Por Amparo Montejano
Madrid, tierra de leyendas, donde los aparecidos serpean por entre las callejas y los pasadizos sombríos: desde el Palacio de Linares, pasando por la Casa de las Siete Chimeneas o el propio edificio del Banco de España, la ciudad de Madrid es un enclave de fantasmas que entre nosotros están y no huyen. Y es que desde que Mağrīt se erigiera como núcleo urbano habitado de forma continuada (os aseguro que doce siglos dan para mucho), el pasado no se ha ido sino que se reafirma, una y otra vez, a la caída mistérica de la tarde en obras como la de Toni Ramos: La estación de las luces. Porque las leyendas respiran y palpitan en los intersticios de la propia tierra oscura, oscura y mojada, pues lo es de agua.
Y he aquí, mi querido lector y adorada lectora, que las extrañezas sobrevuelan por esta obra como lo hacían las visiones de Washington Irving en su valle dormido. Extrañezas que se sobrehilan, con una prosa descriptiva y directa, sobre un armazón histórico y de explayamiento turístico por la capital del reino en base a un juego dual di narrazione: en base a un pasado/presente hilado con briznas de leyendas. Leyendas que llegan hasta la famosa estación fantasmal de Chamberí (de seguro que los gatos y las gatas son conocedores de su historia), donde un jineteo clerical trocó en el asesinato de un angelito de Dios que desde entonces se aparece en las vías. Y, desde ese nudo, el autor desmadeja una historia repleta de idas y venidas temporales que guían, por el rail de un éxtasis visionario, a todos los personajes. Porque en el libro hay visiones, muchas. Visiones que nos sumergen en una continua ensoñación, que no pesadilla, aunque no exista mayor miedo que lo que se desconoce.
Y aquí, en la obra de Ramos, lo real apenas se percibe al ser una apreciación sutil de la materialidad transgredida a base de sinestesias perceptivas: vida y muerte ovilladas por entre los corredores de la mina submarina que quedó desierta en el 66, obsoleta, cuando Iglesia y Bilbao abrieron sus portones, algo menos cavernosos y con mejor fario. Pues, ¿quién querría deambular por una vía muerta ahíta de muertos? Nadie, que los aparecidos no son plato de buen gusto en mesa alguna.
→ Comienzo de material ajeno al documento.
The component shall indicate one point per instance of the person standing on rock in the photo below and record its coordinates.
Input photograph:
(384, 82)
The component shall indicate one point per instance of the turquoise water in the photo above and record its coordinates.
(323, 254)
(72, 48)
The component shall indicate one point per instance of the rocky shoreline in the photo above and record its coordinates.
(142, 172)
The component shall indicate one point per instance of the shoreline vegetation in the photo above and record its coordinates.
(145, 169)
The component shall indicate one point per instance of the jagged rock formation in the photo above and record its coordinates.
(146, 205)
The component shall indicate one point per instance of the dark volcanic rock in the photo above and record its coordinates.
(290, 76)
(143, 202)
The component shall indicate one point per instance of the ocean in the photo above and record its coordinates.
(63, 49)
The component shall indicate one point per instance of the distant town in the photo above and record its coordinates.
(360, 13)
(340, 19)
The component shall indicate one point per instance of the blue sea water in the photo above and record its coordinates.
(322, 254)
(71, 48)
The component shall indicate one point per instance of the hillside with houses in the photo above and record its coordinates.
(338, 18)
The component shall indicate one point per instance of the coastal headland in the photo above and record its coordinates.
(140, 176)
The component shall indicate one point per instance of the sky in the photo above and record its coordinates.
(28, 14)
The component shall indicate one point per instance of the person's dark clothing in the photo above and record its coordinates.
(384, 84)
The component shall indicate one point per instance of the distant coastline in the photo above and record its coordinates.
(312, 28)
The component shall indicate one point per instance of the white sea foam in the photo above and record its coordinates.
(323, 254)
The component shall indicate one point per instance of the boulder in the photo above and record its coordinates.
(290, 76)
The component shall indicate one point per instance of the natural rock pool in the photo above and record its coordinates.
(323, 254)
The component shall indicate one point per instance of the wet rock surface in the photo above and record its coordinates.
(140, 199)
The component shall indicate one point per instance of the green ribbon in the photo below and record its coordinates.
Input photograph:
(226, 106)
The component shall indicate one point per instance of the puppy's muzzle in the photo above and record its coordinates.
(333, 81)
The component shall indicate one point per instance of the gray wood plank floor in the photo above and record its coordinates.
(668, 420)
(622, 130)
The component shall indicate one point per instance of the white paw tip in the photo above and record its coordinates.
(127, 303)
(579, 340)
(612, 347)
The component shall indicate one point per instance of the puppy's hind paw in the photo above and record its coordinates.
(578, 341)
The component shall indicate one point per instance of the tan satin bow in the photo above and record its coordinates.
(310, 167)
De eso nos habla su autor: de aparecidos, de espectros aturquesados (con deje a mar) que no vienen a otra cosa que no sea a colorear una novela histórico/costumbrista. Y eso es algo bueno, está bien, porque si algo tiene la literatura (la virtuosa y la de género) es que es plural, y como decía Louis Wirtz, se teje con vínculos previamente establecidos: atmósfera y ritmo que introducen al lector en un mundo seguro y creíble que no es tal.
Porque la "Tierra del agua" (ahora de las luces) encierra miedos. Quizá los tuyos.